主従廻戦21

 ジョーワンがフェース本土の壊滅を知ったのはエシファン海域にてコニコと共同戦線を張っている時であった。海上にて偵察していた戦闘艦が駆け付け、その被害の程を語ったのである。


「何もかもが吹き飛んじまった。上陸してみたが誰も生きちゃいねぇ。建物もめちゃくちゃだ」


 そう報告する男に毛髪はなく至る所に乾いた血痕が付着しており、報告中にも出血が止まらない様子で、包帯には血の斑点が滲んでいた。間違いなく被ばくの症状である。



「分かった」



 報告を聞いたジョーワンはコニコへと上陸した。現運営本部に戦争からの撤退意思を伝えるためである。


「我が国は滅びました。これ以上の抵抗は無意味なものだと判断し、我らは戦争から手を引きます。まだ続けるというのであれば、ドーガより鹵獲した戦艦をお譲りいたしましょう」


 国が滅びれば戦いを続ける事はできない。ジョーワン達に残された道は逃走だけである。かくなる上はドーガより遠く離れ、身を隠しながら暮らす他ない。それこそがフェースの人間が今後唯一真っ当に生きていける方法であり、僅かばかりの尊厳を守る手段であったが、コニコの人間がそれを認めるはずがなかった。

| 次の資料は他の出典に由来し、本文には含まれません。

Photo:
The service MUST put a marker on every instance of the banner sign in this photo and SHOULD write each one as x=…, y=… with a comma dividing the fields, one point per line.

「貴様らだけがまんまと逃げおおせるとな? 左様な身勝手、許されるわけがなかろう」


 コニコ国主代理はそう述べるとジョーワンを拘束し、兵にバルトフィールドの奪取を命じた。勝ち目のない戦いで孤軍となる国が、感情面でも戦略面でも逃走など許すわけがない。フェースの兵達は捕らえられ監禁。ドーガに引き渡すか、それとも駒として利用するか検討がなされたが、結局のところ、最後の言葉を発することなく皆殺された。これは完全にジョーワンの失策であるように思われたが、実は船員の何名かは二組別れ海域を脱出していたのであった。一方はトゥトゥーラへ、もう一方は未知なる外海へと航路を切り、波を割っていた。無論、これらはジョーワンがコニコ上陸前に指示した事である。彼は最後に、敗戦の責任を取るために自らを犠牲に捧げたのだ。そしてそれは他の者も同じである。彼らは皆、共に戦い、負け、そして未来のための犠牲となる選択をした。人権が再び剥奪され命が辱められようとも、フェースの血を残す道を選んだのである。その魂には黄金が、穢れなき高潔さが宿っていたが、フェースの人間以外が感じる事はできなかった。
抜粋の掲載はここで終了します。